ECLI:NL:CRVB:2014:201
Centrale Raad van Beroep
- Hoger beroep
- R.H.M. Roelofs
- W.F. Claessens
- C.G. Kasdorp
- Rechtspraak.nl
Intrekking en terugvordering van bijstand wegens schending van de inlichtingenverplichting
In deze zaak gaat het om de intrekking en terugvordering van bijstand aan appellant, die sinds 27 februari 2009 bijstand ontving op basis van de Wet werk en bijstand (WWB). Appellant had een aanvraag ingediend voor hulp bij het starten van een autohandel, waarvoor hij toestemming kreeg om zich voor te bereiden op het zelfstandig ondernemerschap. Echter, er ontstond een vermoeden dat appellant al eerder in de autohandel actief was, wat leidde tot een onderzoek door de sociale recherche. Dit onderzoek onthulde dat appellant werkzaamheden verrichtte in de autohandel zonder dit te melden, wat in strijd was met zijn inlichtingenverplichting.
De Centrale Raad van Beroep bevestigde de eerdere uitspraak van de rechtbank, die het beroep van appellant tegen de intrekking van zijn bijstand gedeeltelijk gegrond verklaarde. De Raad oordeelde dat appellant had moeten begrijpen dat zijn activiteiten invloed hadden op zijn recht op bijstand. De Raad benadrukte dat niet alleen de daadwerkelijk ontvangen inkomsten relevant zijn, maar ook de inkomsten die redelijkerwijs hadden kunnen worden verworven op basis van de verrichte werkzaamheden.

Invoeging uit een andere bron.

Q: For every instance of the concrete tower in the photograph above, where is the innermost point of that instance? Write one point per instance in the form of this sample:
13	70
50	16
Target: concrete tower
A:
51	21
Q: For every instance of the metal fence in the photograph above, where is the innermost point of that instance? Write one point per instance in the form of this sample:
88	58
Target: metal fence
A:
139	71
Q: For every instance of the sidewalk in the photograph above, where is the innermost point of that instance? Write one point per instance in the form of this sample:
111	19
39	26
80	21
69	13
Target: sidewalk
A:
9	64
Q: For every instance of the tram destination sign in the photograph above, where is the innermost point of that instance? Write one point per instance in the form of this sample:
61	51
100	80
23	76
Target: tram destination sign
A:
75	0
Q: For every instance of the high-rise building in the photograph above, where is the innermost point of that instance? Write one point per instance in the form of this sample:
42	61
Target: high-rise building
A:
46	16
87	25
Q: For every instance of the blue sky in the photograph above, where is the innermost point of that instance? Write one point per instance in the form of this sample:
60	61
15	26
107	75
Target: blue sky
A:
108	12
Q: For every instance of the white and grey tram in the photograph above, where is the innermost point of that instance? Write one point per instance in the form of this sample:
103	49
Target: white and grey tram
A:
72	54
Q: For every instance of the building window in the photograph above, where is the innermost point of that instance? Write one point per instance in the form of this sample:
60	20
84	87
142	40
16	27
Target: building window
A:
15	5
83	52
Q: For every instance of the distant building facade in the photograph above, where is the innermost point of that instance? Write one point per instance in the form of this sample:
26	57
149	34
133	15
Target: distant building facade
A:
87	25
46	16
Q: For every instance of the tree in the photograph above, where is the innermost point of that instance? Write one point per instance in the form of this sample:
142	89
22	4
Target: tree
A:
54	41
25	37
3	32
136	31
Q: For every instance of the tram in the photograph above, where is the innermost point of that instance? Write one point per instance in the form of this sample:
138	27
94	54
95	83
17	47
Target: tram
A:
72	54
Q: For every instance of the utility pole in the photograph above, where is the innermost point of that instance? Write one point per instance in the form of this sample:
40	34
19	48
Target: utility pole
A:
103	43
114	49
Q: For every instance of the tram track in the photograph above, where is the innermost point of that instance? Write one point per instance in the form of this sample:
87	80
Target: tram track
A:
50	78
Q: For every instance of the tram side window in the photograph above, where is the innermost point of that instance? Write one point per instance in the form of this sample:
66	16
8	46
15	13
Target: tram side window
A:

De Raad concludeerde dat de intrekking van de bijstand over bepaalde periodes terecht was, omdat appellant zijn inlichtingenverplichting had geschonden. Het hoger beroep van appellant werd ongegrond verklaard, en de Raad bevestigde de aangevallen uitspraak voor zover deze was aangevochten. De beslissing werd openbaar uitgesproken op 28 januari 2014.